I was just staring at that as well.

> # Postmaster PID for node "standby" is 291160
> ok 1 - check content from archives
> not ok 2 - archive_cleanup_command executed on checkpoint
>
> # Failed test 'archive_cleanup_command executed on checkpoint'
> # at t/002_archiving.pl line 74.
>
> This test is sending a CHECKPOINT command to the standby and
> expecting it to run the archive_cleanup_command, but it looks
> like the standby did not actually run any checkpoint:
>
> 2022-04-07 16:11:33.060 UTC [291806][not initialized][:0] LOG: connection received: host=[local]
> 2022-04-07 16:11:33.078 UTC [291806][client backend][2/15:0] LOG: connection authorized: user=bf database=postgres application_name=002_archiving.pl
> 2022-04-07 16:11:33.084 UTC [291806][client backend][2/16:0] LOG: statement: CHECKPOINT
> 2022-04-07 16:11:33.092 UTC [291806][client backend][:0] LOG: disconnection: session time: 0:00:00.032 user=bf database=postgres host=[local]
>
> I am suspicious that the reason is that ProcessUtility does not
> ask for a forced checkpoint when in recovery:
>
> RequestCheckpoint(CHECKPOINT_IMMEDIATE | CHECKPOINT_WAIT |
> (RecoveryInProgress() ? 0 : CHECKPOINT_FORCE));
>
> The trouble with this theory is that this test has been there for
> nearly six months and this is the first such failure (I scraped the
> buildfarm logs to be sure).
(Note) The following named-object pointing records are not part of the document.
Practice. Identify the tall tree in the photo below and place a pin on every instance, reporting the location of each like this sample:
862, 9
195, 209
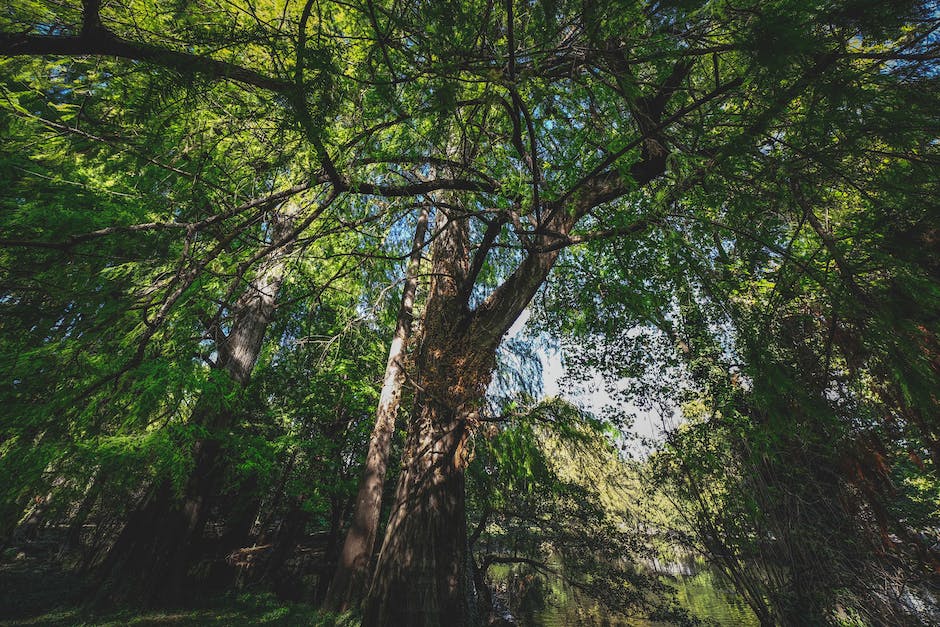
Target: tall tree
547, 125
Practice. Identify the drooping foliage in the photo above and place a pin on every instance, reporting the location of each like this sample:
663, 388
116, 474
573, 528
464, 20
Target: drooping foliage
207, 207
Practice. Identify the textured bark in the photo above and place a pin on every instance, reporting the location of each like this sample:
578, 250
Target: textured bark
422, 575
352, 572
151, 557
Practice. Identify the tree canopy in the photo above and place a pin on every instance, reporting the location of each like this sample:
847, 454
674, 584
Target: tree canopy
209, 211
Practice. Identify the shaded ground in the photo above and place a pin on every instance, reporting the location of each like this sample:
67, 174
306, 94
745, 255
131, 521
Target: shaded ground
35, 590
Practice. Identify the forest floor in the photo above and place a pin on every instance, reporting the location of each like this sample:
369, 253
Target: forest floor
35, 590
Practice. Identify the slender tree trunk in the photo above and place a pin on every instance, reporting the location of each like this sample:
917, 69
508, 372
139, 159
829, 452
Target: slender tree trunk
152, 554
352, 572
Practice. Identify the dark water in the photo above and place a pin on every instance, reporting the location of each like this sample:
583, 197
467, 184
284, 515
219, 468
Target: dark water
699, 590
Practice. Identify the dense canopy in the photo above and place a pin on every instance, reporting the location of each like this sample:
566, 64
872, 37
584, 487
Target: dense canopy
237, 239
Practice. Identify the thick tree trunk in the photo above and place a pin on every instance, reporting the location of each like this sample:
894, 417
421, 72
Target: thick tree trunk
151, 557
352, 571
423, 575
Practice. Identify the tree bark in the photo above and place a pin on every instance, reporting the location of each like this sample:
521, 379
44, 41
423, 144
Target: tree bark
423, 575
352, 572
151, 557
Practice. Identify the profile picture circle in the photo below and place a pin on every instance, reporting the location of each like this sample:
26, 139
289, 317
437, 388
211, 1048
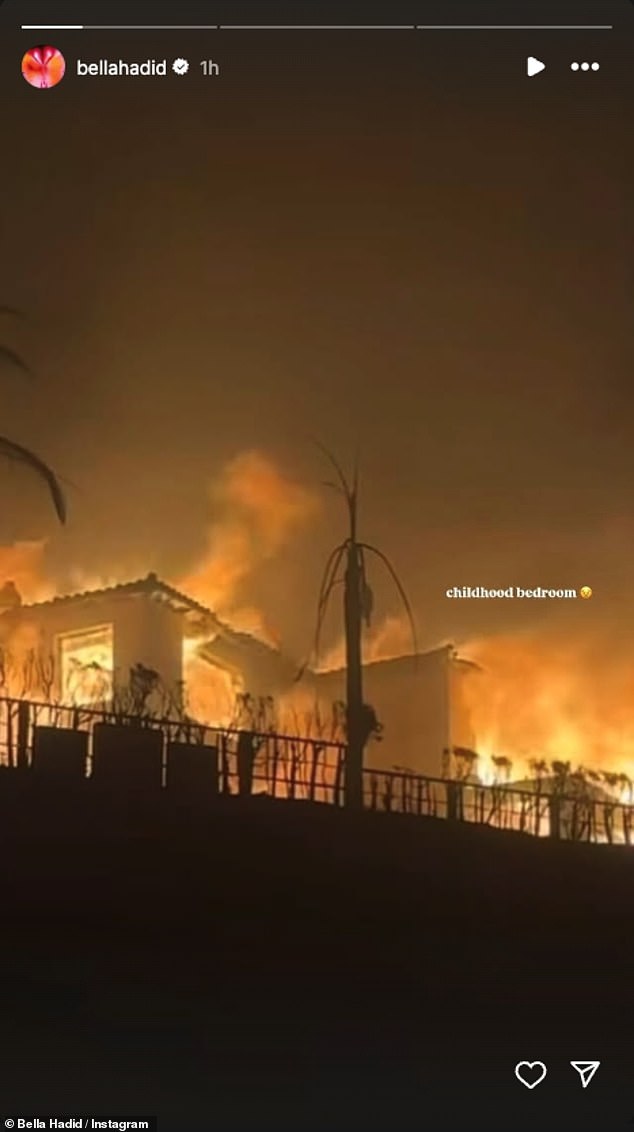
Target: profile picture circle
43, 67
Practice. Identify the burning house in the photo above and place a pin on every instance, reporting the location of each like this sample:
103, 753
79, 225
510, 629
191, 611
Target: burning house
146, 644
420, 702
139, 640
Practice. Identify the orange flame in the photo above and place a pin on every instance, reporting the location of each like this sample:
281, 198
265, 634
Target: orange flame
23, 563
258, 511
548, 696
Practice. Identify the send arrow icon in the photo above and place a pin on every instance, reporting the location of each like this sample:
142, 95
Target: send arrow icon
533, 66
585, 1071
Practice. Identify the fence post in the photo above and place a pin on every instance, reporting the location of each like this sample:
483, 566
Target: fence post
555, 813
23, 735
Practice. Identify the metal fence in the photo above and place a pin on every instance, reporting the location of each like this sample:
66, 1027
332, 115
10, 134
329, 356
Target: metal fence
311, 769
282, 765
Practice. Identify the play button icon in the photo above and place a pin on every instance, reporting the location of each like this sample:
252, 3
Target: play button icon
533, 66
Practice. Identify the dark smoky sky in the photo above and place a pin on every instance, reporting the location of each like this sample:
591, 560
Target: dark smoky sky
420, 253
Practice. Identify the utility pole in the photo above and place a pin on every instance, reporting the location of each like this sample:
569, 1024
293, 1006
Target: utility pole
350, 557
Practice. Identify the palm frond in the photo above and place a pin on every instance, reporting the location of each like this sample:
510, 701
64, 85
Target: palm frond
337, 468
399, 585
24, 455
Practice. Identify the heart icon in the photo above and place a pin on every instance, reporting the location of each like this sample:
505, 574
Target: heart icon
530, 1073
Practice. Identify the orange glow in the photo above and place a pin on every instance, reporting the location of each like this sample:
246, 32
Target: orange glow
258, 509
211, 692
23, 563
545, 696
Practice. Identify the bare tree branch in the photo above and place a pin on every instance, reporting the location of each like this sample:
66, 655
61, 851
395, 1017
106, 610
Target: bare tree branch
16, 452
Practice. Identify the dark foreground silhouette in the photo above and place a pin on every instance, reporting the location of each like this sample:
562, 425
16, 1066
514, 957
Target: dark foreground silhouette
255, 965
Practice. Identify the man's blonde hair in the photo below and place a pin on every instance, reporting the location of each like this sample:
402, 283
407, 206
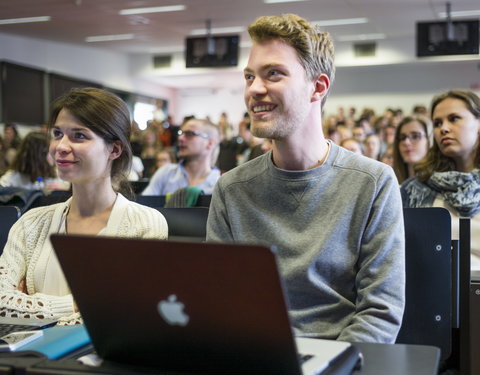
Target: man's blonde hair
314, 48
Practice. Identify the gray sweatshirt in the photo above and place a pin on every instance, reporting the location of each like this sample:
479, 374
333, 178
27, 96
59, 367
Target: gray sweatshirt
339, 234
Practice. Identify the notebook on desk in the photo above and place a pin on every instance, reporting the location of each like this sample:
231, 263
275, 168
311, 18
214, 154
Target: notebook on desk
202, 307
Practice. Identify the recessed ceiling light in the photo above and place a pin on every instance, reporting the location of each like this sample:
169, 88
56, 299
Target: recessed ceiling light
108, 38
360, 37
338, 22
170, 8
24, 20
218, 30
460, 13
281, 1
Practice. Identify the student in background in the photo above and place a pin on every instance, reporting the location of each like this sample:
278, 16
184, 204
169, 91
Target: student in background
449, 176
197, 143
334, 217
372, 147
91, 149
411, 144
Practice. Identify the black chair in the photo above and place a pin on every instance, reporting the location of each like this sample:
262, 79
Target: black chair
429, 317
19, 197
140, 185
8, 216
186, 223
151, 200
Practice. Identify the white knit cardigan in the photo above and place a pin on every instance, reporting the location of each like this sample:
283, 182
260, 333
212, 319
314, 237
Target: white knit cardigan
28, 240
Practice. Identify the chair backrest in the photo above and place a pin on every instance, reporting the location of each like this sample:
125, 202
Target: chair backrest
186, 223
8, 216
427, 318
475, 326
139, 186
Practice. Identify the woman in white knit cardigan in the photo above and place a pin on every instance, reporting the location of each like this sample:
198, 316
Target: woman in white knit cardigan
91, 149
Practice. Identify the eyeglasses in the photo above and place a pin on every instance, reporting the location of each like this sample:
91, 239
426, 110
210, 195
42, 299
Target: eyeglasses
414, 137
192, 133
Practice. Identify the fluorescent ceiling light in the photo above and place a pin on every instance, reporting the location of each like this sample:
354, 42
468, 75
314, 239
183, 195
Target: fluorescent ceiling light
281, 1
360, 37
460, 13
344, 21
24, 20
108, 38
170, 8
218, 30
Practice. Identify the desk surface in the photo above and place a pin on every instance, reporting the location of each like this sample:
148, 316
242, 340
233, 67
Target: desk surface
380, 359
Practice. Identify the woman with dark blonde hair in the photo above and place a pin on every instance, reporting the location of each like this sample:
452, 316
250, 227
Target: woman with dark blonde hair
449, 176
411, 144
91, 150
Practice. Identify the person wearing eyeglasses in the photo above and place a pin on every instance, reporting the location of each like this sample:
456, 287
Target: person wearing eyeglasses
197, 148
449, 176
410, 145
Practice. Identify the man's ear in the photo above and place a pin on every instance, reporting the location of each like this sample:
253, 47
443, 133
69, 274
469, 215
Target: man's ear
116, 151
321, 86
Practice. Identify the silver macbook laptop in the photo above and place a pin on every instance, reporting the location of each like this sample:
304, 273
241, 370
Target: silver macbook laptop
203, 307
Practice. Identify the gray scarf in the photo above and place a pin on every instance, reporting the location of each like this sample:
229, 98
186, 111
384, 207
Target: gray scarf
460, 190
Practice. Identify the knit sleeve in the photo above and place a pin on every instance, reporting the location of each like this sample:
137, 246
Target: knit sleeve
14, 262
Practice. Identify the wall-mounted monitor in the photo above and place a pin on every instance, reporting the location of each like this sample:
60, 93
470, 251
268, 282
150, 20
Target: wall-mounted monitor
448, 38
212, 51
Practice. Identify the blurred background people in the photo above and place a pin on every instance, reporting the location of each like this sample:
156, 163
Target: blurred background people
30, 168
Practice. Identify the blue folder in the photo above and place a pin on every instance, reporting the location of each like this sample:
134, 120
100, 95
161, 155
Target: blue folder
58, 341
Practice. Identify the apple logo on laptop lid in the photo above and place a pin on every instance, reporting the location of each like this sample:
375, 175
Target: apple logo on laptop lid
172, 311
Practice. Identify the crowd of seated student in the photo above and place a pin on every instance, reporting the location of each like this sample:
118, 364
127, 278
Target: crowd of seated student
31, 168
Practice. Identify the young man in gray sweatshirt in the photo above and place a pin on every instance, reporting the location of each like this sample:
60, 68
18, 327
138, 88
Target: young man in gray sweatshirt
334, 216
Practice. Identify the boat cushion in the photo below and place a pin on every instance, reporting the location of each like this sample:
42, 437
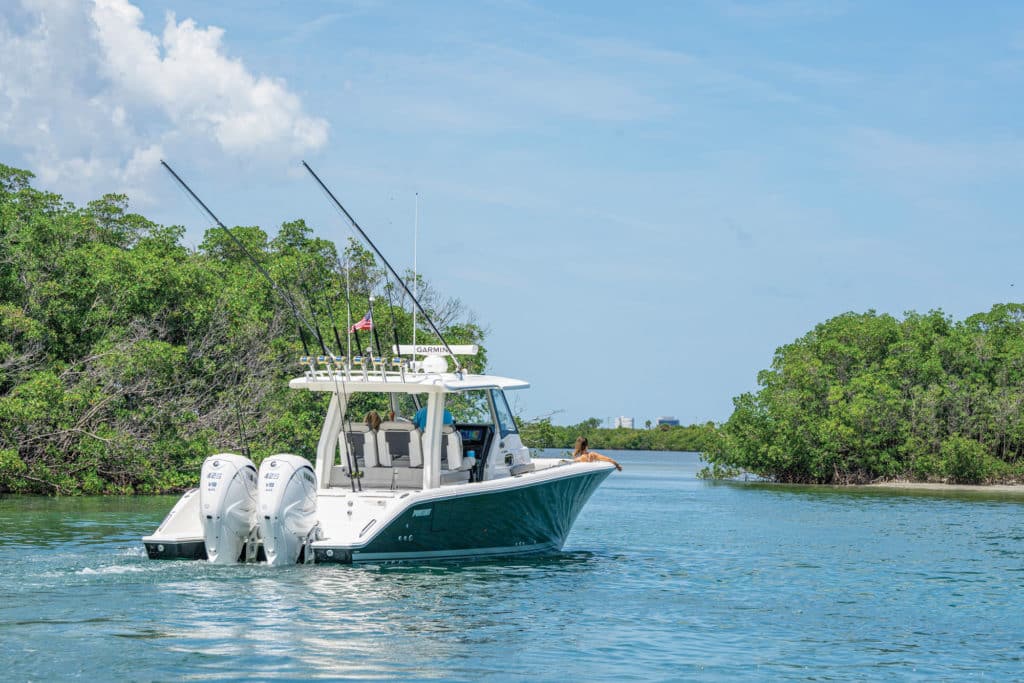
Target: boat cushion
363, 441
399, 439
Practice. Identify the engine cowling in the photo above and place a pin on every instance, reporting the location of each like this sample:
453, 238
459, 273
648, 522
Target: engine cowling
287, 507
227, 506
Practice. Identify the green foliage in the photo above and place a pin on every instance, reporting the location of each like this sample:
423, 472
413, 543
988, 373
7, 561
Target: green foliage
126, 358
542, 434
865, 396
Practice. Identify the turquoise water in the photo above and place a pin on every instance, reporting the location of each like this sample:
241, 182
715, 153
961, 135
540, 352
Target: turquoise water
665, 577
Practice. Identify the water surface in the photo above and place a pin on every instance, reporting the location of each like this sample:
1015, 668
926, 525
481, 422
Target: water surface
664, 577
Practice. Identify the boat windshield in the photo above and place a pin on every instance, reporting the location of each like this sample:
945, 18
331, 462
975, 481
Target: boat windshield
470, 408
506, 424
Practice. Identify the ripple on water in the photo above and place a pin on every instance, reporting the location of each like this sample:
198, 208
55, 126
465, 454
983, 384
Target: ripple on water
664, 578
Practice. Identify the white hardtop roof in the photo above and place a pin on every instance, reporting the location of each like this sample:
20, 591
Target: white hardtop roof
413, 383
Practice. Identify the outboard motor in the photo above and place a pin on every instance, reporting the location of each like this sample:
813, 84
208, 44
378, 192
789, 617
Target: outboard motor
287, 507
227, 505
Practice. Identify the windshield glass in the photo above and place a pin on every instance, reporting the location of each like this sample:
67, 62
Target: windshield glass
470, 408
505, 422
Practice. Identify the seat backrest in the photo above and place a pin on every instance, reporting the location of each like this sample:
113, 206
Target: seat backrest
363, 442
453, 446
395, 439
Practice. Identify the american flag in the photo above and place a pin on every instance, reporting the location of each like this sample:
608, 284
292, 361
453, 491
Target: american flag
366, 324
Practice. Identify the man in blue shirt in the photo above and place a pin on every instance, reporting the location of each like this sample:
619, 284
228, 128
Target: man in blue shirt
421, 418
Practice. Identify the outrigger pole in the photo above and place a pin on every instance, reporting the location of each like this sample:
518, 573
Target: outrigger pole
276, 288
284, 295
334, 200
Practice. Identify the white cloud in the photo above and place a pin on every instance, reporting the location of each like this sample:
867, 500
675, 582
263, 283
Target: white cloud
90, 98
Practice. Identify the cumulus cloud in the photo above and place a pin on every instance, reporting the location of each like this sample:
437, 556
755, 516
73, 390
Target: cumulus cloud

Seems like failures should be a lot
> more common than that.

> I wondered if the recent pg_stats changes could have affected this, but I
> don't really see how.

I don't really see either. It's a bit more conceivable that the recovery
prefetching changes could affect the timing sufficiently?

It's also possible that it requires an animal of a certain speed to happen -
we didn't have an -fsanitize=address animal until recently.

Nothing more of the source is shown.